Ce fut à Gamala, durant la conférence du soir, que Philippe dit à Jésus : « Maitre, pourquoi les Écritures nous ordonnent-elles de ‘craindre le Seigneur’, alors que tu voudrais que nous nous tournions sans crainte vers le Père qui est aux cieux ? Comment pouvons-nous concilier ces enseignements ? » Jésus répondit à Philippe en disant :
« Mes enfants, je ne suis pas surpris que vous posiez de telles questions. Au commencement, c’est seulement par la peur que l’homme pouvait apprendre le respect ; mais je suis venu révéler l’amour du Père afin que vous soyez incités à adorer l’Éternel par l’attrait de la reconnaissance affectueuse d’un fils et la réciprocité de l’amour parfait et profond du Père. Je voudrais vous délivrer de l’esclavage consistant à vous soumettre, par peur servile, au service fastidieux d’un Dieu-Roi jaloux et courroucé. Je voudrais vous apprendre les relations de Père à fils entre Dieu et les hommes, de manière à vous conduire joyeusement à la libre adoration sublime et céleste d’un Dieu-Père affectueux, juste et miséricordieux.

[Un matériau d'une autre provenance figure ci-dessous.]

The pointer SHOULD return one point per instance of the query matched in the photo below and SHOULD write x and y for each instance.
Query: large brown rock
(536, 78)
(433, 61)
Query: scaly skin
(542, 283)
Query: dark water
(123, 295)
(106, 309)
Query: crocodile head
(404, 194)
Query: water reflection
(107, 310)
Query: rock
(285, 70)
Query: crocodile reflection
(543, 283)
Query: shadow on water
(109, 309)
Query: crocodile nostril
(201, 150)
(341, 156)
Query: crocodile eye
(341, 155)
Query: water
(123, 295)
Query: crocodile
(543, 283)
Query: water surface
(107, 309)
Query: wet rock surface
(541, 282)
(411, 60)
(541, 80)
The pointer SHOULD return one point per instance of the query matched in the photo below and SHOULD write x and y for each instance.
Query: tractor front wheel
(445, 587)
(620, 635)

« La ‘crainte du Seigneur’ a eu différentes significations dans les âges successifs ; elle a commencé par la peur, continué par l’angoisse et la frayeur, et fini par la crainte et le respect. Partant du respect, je voudrais maintenant vous élever à l’amour en vous le faisant reconnaitre, réaliser et apprécier. Quand l’homme ne reconnait que les œuvres de Dieu, il est conduit à avoir peur du Suprême ; quand il commence à comprendre et à connaitre par expérience la personnalité et le caractère du Dieu vivant, il est conduit à aimer de plus en plus ce bon et parfait Père universel et éternel. C’est précisément ce changement de relation entre l’homme et Dieu qui constitue la mission du Fils de l’Homme sur terre.

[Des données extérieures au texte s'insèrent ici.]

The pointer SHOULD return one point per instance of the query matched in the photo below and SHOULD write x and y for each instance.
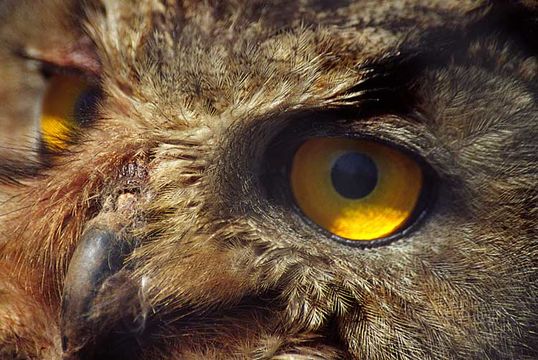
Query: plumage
(201, 106)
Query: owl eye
(69, 103)
(358, 190)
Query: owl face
(311, 179)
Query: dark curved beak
(98, 296)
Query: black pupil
(354, 175)
(86, 106)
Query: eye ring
(70, 103)
(422, 207)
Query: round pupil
(354, 175)
(85, 107)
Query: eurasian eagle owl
(313, 179)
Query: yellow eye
(355, 189)
(69, 102)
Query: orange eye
(355, 189)
(69, 102)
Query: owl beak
(98, 293)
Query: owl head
(268, 179)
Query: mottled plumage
(199, 99)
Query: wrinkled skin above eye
(255, 179)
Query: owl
(247, 179)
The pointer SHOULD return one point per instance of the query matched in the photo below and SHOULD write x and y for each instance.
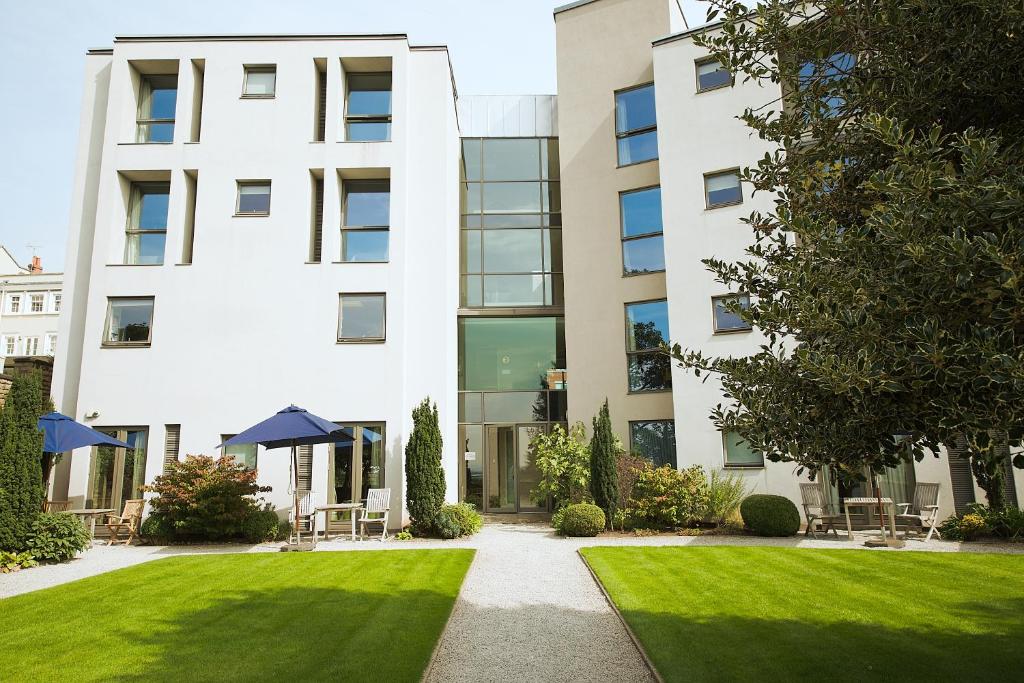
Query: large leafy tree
(886, 278)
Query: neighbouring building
(322, 220)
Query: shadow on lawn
(290, 634)
(733, 648)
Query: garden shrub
(57, 537)
(667, 498)
(770, 515)
(260, 525)
(581, 519)
(203, 499)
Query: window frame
(714, 316)
(107, 343)
(737, 466)
(739, 183)
(361, 340)
(239, 184)
(633, 131)
(258, 69)
(696, 75)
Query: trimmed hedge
(581, 519)
(770, 515)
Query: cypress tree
(603, 482)
(20, 474)
(424, 475)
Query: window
(244, 454)
(712, 75)
(725, 319)
(260, 81)
(157, 99)
(368, 108)
(254, 198)
(360, 317)
(129, 322)
(636, 125)
(146, 231)
(654, 440)
(643, 249)
(366, 217)
(723, 188)
(738, 453)
(646, 330)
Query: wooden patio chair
(813, 498)
(307, 518)
(378, 504)
(925, 506)
(128, 521)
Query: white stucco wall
(250, 327)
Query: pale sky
(497, 47)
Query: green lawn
(371, 615)
(782, 614)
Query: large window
(243, 454)
(511, 225)
(646, 330)
(366, 220)
(118, 474)
(368, 108)
(643, 246)
(356, 462)
(146, 231)
(157, 99)
(129, 322)
(361, 317)
(654, 440)
(636, 125)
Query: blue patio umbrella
(291, 427)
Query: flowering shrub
(205, 499)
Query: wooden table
(90, 514)
(866, 503)
(352, 508)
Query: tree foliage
(603, 477)
(886, 279)
(22, 492)
(424, 475)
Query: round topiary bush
(770, 515)
(581, 519)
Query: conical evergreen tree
(424, 475)
(20, 450)
(603, 483)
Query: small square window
(361, 317)
(260, 82)
(129, 322)
(723, 188)
(725, 319)
(254, 199)
(712, 75)
(738, 452)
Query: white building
(30, 304)
(258, 221)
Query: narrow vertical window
(146, 230)
(157, 99)
(368, 108)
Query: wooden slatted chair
(307, 518)
(813, 498)
(925, 506)
(129, 521)
(378, 505)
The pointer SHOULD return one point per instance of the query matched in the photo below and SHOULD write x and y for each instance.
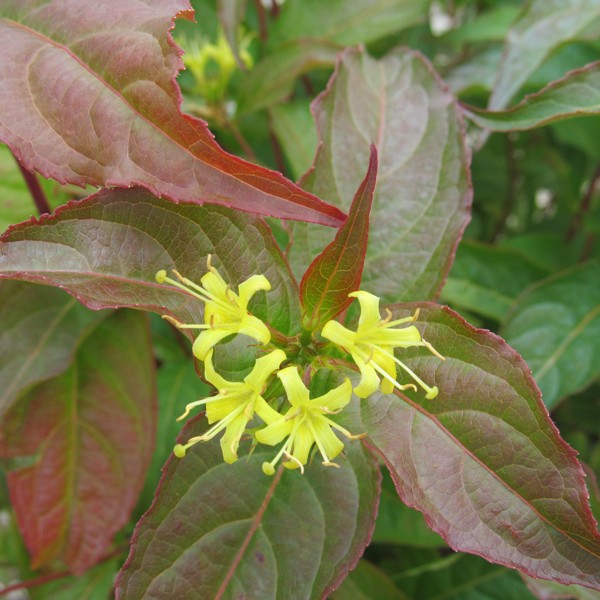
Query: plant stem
(41, 202)
(586, 202)
(262, 20)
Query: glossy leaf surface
(225, 531)
(555, 326)
(80, 445)
(542, 26)
(89, 97)
(422, 200)
(577, 94)
(40, 330)
(337, 271)
(106, 250)
(483, 461)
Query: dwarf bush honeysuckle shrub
(305, 384)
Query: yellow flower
(225, 312)
(234, 405)
(372, 347)
(305, 423)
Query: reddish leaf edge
(165, 478)
(474, 112)
(315, 106)
(363, 199)
(330, 215)
(570, 451)
(72, 204)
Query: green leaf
(95, 584)
(296, 132)
(79, 446)
(345, 23)
(550, 590)
(542, 26)
(178, 384)
(106, 250)
(217, 529)
(272, 79)
(337, 271)
(462, 577)
(367, 582)
(482, 460)
(114, 118)
(40, 330)
(555, 326)
(421, 204)
(576, 94)
(398, 524)
(487, 280)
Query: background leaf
(70, 113)
(576, 94)
(482, 460)
(80, 445)
(555, 326)
(292, 536)
(422, 201)
(106, 250)
(542, 26)
(367, 582)
(40, 331)
(486, 279)
(337, 271)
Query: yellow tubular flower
(372, 347)
(234, 405)
(225, 312)
(305, 423)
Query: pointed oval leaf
(229, 531)
(575, 95)
(422, 201)
(337, 271)
(105, 251)
(89, 97)
(40, 330)
(555, 326)
(542, 26)
(80, 445)
(483, 461)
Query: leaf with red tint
(105, 251)
(483, 461)
(89, 97)
(80, 445)
(336, 272)
(229, 531)
(40, 330)
(422, 201)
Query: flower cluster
(306, 422)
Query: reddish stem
(262, 21)
(36, 190)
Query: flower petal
(326, 439)
(369, 381)
(208, 339)
(336, 398)
(248, 288)
(230, 441)
(272, 434)
(303, 442)
(254, 328)
(338, 334)
(296, 391)
(369, 311)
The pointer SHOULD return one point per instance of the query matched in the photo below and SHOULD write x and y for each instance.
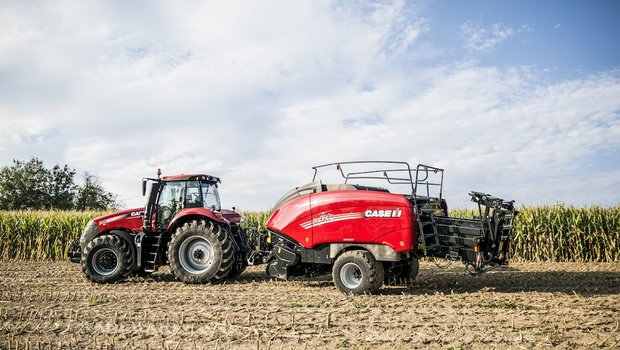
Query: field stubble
(530, 305)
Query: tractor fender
(381, 252)
(185, 213)
(124, 235)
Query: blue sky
(517, 98)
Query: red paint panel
(127, 219)
(289, 217)
(362, 217)
(347, 216)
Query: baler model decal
(383, 213)
(327, 218)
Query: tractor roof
(191, 177)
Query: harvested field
(49, 305)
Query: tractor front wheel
(357, 272)
(107, 259)
(200, 252)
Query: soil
(50, 305)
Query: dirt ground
(529, 305)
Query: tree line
(30, 185)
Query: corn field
(546, 233)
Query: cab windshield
(210, 196)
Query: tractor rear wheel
(357, 272)
(200, 252)
(107, 259)
(401, 272)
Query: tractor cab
(169, 195)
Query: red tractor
(181, 225)
(362, 234)
(365, 234)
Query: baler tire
(403, 274)
(200, 252)
(107, 259)
(357, 272)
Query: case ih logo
(327, 218)
(396, 213)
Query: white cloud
(258, 96)
(480, 40)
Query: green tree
(30, 185)
(92, 196)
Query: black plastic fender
(130, 241)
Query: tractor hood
(130, 218)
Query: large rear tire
(200, 252)
(107, 259)
(357, 272)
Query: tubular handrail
(394, 172)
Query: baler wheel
(357, 272)
(107, 259)
(200, 252)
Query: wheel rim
(351, 275)
(105, 261)
(196, 255)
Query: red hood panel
(126, 219)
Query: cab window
(210, 196)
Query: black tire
(107, 259)
(357, 272)
(200, 252)
(402, 272)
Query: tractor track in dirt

« Des enfants intelligents ne cherchent pas à obtenir de larges dons de leur père par des manifestations de crainte. L’affection du père pour ses fils et ses filles lui a déjà dicté de leur donner une abondance de bonnes choses. Les ayant reçues d’avance, ces enfants bienaimés sont conduits à aimer leur père en faisant montre de gratitude et d’appréciation pour cette générosité bienfaisante. La bonté de Dieu conduit à la repentance ; la bienfaisance de Dieu conduit au service ; la miséricorde de Dieu conduit au salut ; alors que l’amour de Dieu conduit à l’adorer intelligemment de tout cœur.
« Vos ancêtres craignaient Dieu parce qu’il était puissant et mystérieux. Vous l’adorerez parce qu’il est magnifique en amour, généreux en miséricorde et glorieux en vérité. La puissance de Dieu fait naitre la peur dans le cœur humain, mais la noblesse et la droiture de sa personnalité engendrent le respect, l’amour et l’adoration spontanée. Un fils affectueux et déférent ne craint ni ne redoute un père, même puissant et noble. Je suis venu dans le monde pour remplacer la peur par l’amour, le chagrin par la joie, la crainte par la confiance, l’esclavage servile et les cérémonies dépourvues de sens par le service expression de l’amour et l’adoration appréciative. Il reste cependant vrai, pour ceux qui siègent dans les ténèbres, que ‘la crainte du Seigneur est le commencement de la sagesse.’ Quand la lumière brillera plus pleinement, les fils de Dieu seront amenés à louer l’Infini pour ce qu’il est, plutôt qu’à le craindre pour ce qu’il fait.
« Quand les enfants sont jeunes et étourdis, il faut bien qu’ils soient réprimandés pour respecter leurs parents ; mais, quand ils grandissent et commencent à mieux apprécier les bienfaits du ministère et de la protection de leurs parents, un respect compréhensif et une affection croissante les élèvent à un niveau d’expérience où ils aiment effectivement leurs parents pour ce qu’ils sont, plus que pour ce qu’ils ont fait. Le père aime naturellement son enfant, mais l’enfant doit développer son amour pour son père en commençant par la peur de ce que le père peut faire, puis en continuant par la crainte, la frayeur, la dépendance et le respect, jusqu’à la considération et l’appréciation affectueuse de l’amour.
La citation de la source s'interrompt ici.